Heard from the head of real estate investment at one of the top five European long-term investors during a catch-up call: “It is not the right time to have a strategic decision on the agenda of our committee. Today, our asset allocation is the outcome of the different decisions we make alongside our long-term partners. If it makes sense for them and with them, we tend to do it – then it will have impacts on our asset allocation.” My takeaway is that 2021 is not going to be the year of transformational investment decisions but of ongoing business with familiar counterparts. More evidence of a risk-off market.
Heard from a seasoned real estate M&A banker: “Office is the new retail. The asset class is going to derate and require stronger balance sheets to operate more vacancies, shorter leases and riskier pipelines. Today, we stand for offices where we were for retail three years ago – there are strong disruptive trends and they remain unnoticed.” I am an optimistic person and do not want to take this omen for granted, but a performance pattern in the listed property sector with clear anticipatory features surprised me. In October, a month of bad news on the pandemic front, the worst performances in the European listed sector were office property companies, with several of them experiencing double-digit declines in just one month. Adapting investment, asset management and financing strategies for offices is a must-have. Any real estate player needs to have updated its plans for offices.
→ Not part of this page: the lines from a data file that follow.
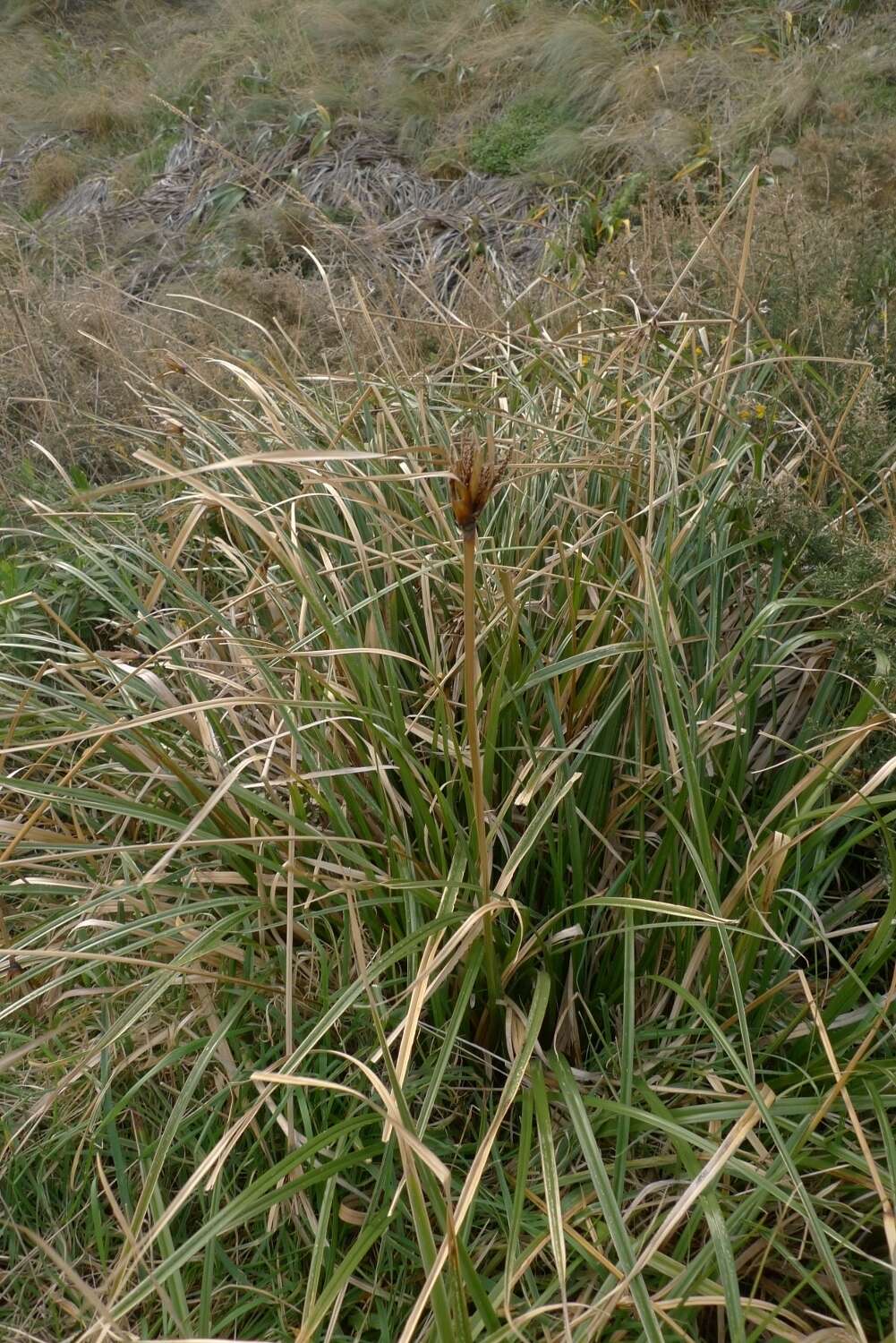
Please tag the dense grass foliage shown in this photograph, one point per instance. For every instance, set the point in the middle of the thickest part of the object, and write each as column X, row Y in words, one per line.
column 258, row 1079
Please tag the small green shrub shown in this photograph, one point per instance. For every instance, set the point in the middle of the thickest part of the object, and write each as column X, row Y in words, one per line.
column 511, row 142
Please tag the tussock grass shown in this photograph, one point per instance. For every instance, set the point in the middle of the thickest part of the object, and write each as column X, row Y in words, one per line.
column 247, row 1091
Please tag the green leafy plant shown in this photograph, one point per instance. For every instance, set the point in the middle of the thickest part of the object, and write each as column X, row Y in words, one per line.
column 511, row 142
column 249, row 935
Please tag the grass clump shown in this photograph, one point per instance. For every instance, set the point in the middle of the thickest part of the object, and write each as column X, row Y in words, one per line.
column 50, row 177
column 423, row 927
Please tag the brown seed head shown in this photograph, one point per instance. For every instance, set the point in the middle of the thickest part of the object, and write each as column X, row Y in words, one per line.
column 477, row 473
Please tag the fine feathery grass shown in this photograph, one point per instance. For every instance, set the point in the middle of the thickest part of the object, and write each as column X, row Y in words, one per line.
column 429, row 927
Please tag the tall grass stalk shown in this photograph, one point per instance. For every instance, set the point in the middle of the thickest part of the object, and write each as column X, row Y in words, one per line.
column 477, row 787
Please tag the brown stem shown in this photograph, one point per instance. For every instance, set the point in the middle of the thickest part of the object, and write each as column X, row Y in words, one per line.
column 477, row 787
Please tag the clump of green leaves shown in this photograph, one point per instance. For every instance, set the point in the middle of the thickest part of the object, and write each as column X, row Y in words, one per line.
column 512, row 141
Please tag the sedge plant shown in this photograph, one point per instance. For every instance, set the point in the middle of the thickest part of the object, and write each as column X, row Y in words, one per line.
column 247, row 934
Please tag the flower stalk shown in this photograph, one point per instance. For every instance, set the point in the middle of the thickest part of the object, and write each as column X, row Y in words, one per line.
column 476, row 477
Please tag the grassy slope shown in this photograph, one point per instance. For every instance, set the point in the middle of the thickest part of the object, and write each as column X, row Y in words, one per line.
column 239, row 813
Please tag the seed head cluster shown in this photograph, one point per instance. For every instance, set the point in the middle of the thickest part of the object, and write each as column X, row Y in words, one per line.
column 476, row 475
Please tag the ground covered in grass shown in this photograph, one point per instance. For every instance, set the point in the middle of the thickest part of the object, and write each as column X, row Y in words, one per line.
column 434, row 155
column 418, row 931
column 448, row 673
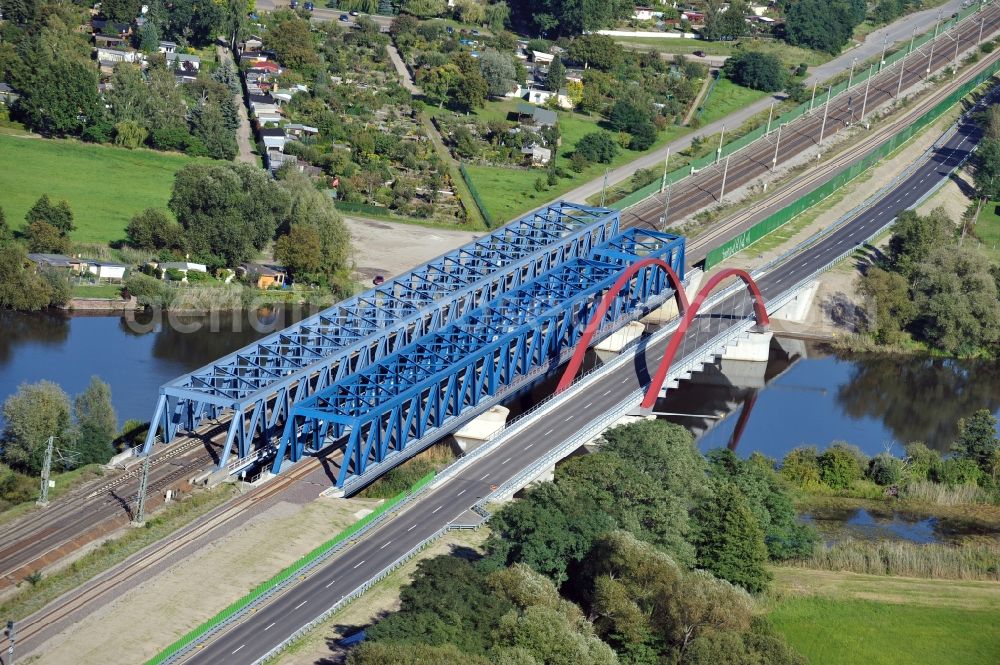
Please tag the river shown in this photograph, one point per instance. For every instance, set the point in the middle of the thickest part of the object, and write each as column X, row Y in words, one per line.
column 804, row 396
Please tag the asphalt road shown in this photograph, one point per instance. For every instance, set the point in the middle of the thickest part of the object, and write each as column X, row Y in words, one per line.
column 898, row 31
column 450, row 503
column 802, row 135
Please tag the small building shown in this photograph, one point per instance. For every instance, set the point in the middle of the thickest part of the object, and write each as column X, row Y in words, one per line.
column 537, row 154
column 7, row 94
column 106, row 270
column 265, row 276
column 539, row 116
column 273, row 138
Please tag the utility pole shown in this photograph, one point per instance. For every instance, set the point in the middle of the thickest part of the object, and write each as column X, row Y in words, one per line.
column 868, row 83
column 663, row 181
column 774, row 160
column 902, row 68
column 930, row 56
column 826, row 108
column 10, row 638
column 140, row 512
column 43, row 497
column 725, row 171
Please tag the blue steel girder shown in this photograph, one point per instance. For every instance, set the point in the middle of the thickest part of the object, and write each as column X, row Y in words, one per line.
column 405, row 397
column 363, row 329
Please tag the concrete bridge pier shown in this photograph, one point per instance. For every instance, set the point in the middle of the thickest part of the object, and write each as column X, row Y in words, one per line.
column 475, row 432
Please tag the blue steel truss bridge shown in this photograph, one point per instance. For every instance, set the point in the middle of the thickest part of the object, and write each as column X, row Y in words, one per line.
column 382, row 375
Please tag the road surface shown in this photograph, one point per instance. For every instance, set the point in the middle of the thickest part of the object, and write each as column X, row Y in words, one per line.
column 450, row 503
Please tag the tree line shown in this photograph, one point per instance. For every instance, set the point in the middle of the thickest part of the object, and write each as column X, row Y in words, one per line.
column 643, row 552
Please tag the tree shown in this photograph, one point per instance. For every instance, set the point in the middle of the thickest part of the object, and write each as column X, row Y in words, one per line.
column 753, row 69
column 96, row 423
column 892, row 308
column 58, row 215
column 987, row 162
column 498, row 72
column 556, row 77
column 45, row 238
column 151, row 230
column 956, row 297
column 599, row 51
column 291, row 41
column 730, row 541
column 61, row 100
column 915, row 236
column 725, row 22
column 597, row 146
column 227, row 210
column 31, row 415
column 21, row 287
column 470, row 88
column 840, row 465
column 977, row 440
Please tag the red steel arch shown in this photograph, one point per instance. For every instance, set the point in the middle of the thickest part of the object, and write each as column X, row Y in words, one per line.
column 760, row 312
column 584, row 342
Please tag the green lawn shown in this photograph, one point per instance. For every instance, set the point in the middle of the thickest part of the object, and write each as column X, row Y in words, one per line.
column 508, row 192
column 846, row 632
column 790, row 55
column 988, row 230
column 104, row 186
column 838, row 618
column 726, row 98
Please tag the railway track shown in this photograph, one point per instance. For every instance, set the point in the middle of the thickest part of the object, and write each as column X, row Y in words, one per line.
column 705, row 188
column 31, row 628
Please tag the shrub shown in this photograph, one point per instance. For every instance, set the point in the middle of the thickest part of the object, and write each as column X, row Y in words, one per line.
column 840, row 465
column 597, row 147
column 801, row 467
column 884, row 469
column 957, row 471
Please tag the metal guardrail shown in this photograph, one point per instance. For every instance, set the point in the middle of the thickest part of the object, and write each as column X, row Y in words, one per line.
column 686, row 366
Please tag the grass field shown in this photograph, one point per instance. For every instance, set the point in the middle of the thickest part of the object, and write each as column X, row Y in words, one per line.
column 845, row 618
column 508, row 192
column 104, row 186
column 790, row 55
column 726, row 98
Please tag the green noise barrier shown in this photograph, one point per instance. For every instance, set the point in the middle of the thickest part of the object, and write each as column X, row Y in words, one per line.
column 287, row 573
column 783, row 216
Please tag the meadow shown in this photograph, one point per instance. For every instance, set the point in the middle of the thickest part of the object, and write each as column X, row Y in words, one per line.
column 105, row 186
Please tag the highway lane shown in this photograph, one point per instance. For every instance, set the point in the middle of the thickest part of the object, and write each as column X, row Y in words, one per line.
column 271, row 624
column 803, row 134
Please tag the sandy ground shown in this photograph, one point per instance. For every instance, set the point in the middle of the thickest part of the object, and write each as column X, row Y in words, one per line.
column 187, row 594
column 320, row 646
column 391, row 248
column 835, row 309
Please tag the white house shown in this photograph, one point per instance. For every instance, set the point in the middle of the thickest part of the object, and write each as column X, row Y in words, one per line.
column 538, row 96
column 106, row 270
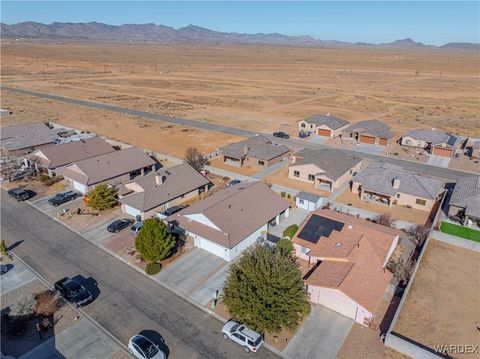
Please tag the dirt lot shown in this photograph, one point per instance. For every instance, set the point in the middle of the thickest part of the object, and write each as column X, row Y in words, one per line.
column 258, row 87
column 442, row 306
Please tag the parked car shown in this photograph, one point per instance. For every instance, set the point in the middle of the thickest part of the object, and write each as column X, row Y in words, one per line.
column 281, row 134
column 118, row 225
column 240, row 334
column 61, row 198
column 73, row 291
column 136, row 227
column 19, row 194
column 143, row 348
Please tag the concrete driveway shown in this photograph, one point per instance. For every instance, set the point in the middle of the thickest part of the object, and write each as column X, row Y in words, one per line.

Heard from a US activist investor: “I told you, Philippe!” Unibail-Rodamco-Westfield, the leading shopping centres player, has been challenged by a consortium of investors that hold around 5% of the capital. I will not comment here on the merits, risks and costs of the ‘reset’ plan (the board and the management proposal to generate €9bn of additional liquidity) versus the ‘refocus’ plan proposed by the consortium of investors. The main point here is that this is the first campaign of its kind by activist investors in European real estate. Of course, we already saw Laxey Partners challenging British Land in 2002. But this time it clearly resembles the strategies of the likes of Land & Buildings in the US: a vocal and documented campaign to influence a strategy. My advice for real estate companies with a large group of stakeholders: get ready, the activists are at the gate and in the current uncertain environment, more boards of directors and management teams will be challenged.